It has been said that one in every three bites of food we take depended on pollination.
Pollen is the male gamete of flowering plant, the equivalent of animal sperm.
It consists of tiny grains, identifiably different in shape and texture for each floral species.
They are tough, so tough that they can survive a long time, even preserved for centuries in swamp sediments and even rocks.
Scientists use the study of pollen, called palynology to trace the early history of plant life on earth.
Honey contains residual pollen.
No pollen grains means that it has been ultra-filtered or is false, ‘artificial honey’.
Study of pollen in honey is called melissopalynology, and is a means of identification of it’s floral source.
For fruit and vegetables to develop and seeds to form, pollen has to be transferred from the male part of the flower, the stamen, to the female stigma of another flower of the same species.
Self pollination results in poor quality as nature demands diversity for maintenance of health and strength.
Plants rely on different methods of transfer.
Some rely on wind, others on gravity or even water movement, but the majority depend on animal life.
But by far the most important are insects which contribute 90 percent of animal pollination.

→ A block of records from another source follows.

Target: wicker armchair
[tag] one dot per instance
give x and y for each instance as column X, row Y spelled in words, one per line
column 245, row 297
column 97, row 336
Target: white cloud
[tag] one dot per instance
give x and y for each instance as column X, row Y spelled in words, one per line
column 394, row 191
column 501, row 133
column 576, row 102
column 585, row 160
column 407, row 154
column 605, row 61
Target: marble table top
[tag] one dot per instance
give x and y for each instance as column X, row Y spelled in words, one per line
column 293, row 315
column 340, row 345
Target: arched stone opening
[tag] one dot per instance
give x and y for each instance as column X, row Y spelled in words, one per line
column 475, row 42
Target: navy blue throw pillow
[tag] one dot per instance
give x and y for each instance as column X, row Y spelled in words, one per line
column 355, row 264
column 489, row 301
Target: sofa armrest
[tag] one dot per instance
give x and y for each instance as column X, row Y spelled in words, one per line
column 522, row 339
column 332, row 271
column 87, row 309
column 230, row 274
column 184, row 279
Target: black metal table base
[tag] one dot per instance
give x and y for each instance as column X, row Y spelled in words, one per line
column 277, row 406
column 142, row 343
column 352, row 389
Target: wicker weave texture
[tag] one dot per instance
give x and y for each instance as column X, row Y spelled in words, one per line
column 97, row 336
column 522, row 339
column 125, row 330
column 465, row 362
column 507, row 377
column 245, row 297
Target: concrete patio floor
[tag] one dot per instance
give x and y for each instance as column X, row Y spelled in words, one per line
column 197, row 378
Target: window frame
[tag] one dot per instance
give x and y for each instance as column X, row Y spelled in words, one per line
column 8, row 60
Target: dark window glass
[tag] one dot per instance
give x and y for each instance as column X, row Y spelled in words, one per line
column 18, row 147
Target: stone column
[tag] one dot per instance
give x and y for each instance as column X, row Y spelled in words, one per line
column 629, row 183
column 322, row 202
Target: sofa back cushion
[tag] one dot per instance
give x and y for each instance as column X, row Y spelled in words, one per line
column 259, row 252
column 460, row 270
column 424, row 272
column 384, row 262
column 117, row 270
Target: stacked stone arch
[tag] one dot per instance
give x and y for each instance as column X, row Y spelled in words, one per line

Sources of vitamin C and lycopene (an important antioxidant) are 90% dependent on insect pollination.
By far the most important insect is the European honey bee, Apis mellifera.
More than half of food crops depend on the honeybee and with the current agricultural policy of growing huge mono-crops of grains and fruit, there is a dependence on commercial beekeepers to supply hundreds of healthy bee colonies at the critical time.
It is true, of course, that Australian flora were successfully pollinated before the advent of the European honey bee in 1822, but there were no such agricultural crops then and it is well accepted that no other pollinator could do the job.
The often repeated statement that if the honey bee becomes extinct, mankind will follow within a few years may well be true.
And the widespread use of insecticides suggests that mankind is oblivious of that possibility.
It is salutary to reflect on the symbiosis between flowering plants and the honey bee – they evolved together, they depend on each other.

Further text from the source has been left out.